All using NetBSD 9.99.51 (XEN3_DOMU) #0: Sun Mar 22 17:35:29 UTC 2020
Note that increasing the vCPUs from 1 to 4 (2 gives same result as 4)
drops the throughput to about 10%. No offloads configured in domU:
netio same host (1 vCPU both ends):
Packet size 1k bytes: 96509 KByte/s Tx, 92083 KByte/s Rx.
...
netio same host (4 vCPU both ends):
Packet size 1k bytes: 9814 KByte/s Tx, 9443 KByte/s Rx.
FYI using tcp4csum offload on both ends offers only incremental increase, on my system it went from:
Packet size 1k bytes: 94505 KByte/s Tx, 88125 KByte/s Rx.
to:
Packet size 1k bytes: 96703 KByte/s Tx, 93536 KByte/s Rx.
I've tried the same on my system, for starters just two DomU on same physical host.

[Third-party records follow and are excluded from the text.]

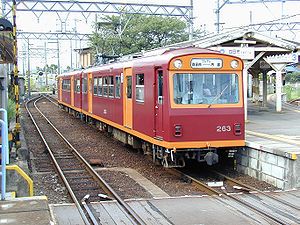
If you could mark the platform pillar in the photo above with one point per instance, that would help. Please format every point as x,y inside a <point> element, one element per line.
<point>265,89</point>
<point>245,85</point>
<point>278,91</point>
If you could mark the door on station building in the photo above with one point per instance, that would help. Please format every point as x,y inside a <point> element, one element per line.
<point>90,93</point>
<point>72,91</point>
<point>60,89</point>
<point>159,99</point>
<point>127,97</point>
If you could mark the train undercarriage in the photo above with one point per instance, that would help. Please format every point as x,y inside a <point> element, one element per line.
<point>160,155</point>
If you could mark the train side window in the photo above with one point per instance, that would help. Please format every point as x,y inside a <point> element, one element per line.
<point>111,86</point>
<point>84,85</point>
<point>66,84</point>
<point>160,87</point>
<point>77,86</point>
<point>100,86</point>
<point>95,86</point>
<point>129,86</point>
<point>105,86</point>
<point>139,88</point>
<point>118,87</point>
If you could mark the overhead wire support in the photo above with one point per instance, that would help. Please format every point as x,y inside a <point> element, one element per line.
<point>16,76</point>
<point>101,7</point>
<point>222,3</point>
<point>52,35</point>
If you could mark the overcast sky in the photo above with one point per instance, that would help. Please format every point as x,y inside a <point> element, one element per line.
<point>204,19</point>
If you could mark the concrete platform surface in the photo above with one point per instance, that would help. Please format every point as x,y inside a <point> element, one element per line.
<point>29,211</point>
<point>193,210</point>
<point>272,140</point>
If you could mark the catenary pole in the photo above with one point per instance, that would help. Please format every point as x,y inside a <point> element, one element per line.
<point>16,77</point>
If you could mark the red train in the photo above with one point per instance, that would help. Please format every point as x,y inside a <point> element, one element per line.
<point>177,104</point>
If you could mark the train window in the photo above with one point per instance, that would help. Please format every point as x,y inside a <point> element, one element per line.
<point>66,84</point>
<point>139,88</point>
<point>77,88</point>
<point>84,85</point>
<point>206,88</point>
<point>129,86</point>
<point>105,86</point>
<point>100,86</point>
<point>95,86</point>
<point>160,87</point>
<point>118,86</point>
<point>111,86</point>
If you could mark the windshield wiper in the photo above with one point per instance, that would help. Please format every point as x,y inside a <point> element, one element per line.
<point>218,96</point>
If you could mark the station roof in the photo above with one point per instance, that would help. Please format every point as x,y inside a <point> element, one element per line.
<point>237,38</point>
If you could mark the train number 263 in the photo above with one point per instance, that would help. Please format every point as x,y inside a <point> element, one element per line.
<point>225,128</point>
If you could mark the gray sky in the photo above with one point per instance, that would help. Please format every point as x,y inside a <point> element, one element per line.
<point>205,18</point>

I see exact same ~10x slowdown the moment I change even one of the DomU pair to 2 vCPUs:
Packet size 1k bytes: 9994 KByte/s Tx, 9468 KByte/s Rx.
I see no meaningful CPU load on neither DomU nor Dom0.
I'll check what's happening. Obviously it's not CPU load problem. It's possible that for example the request coalescing between Dom0 and DomU might not work properly with >1 vCPU.
Jaromir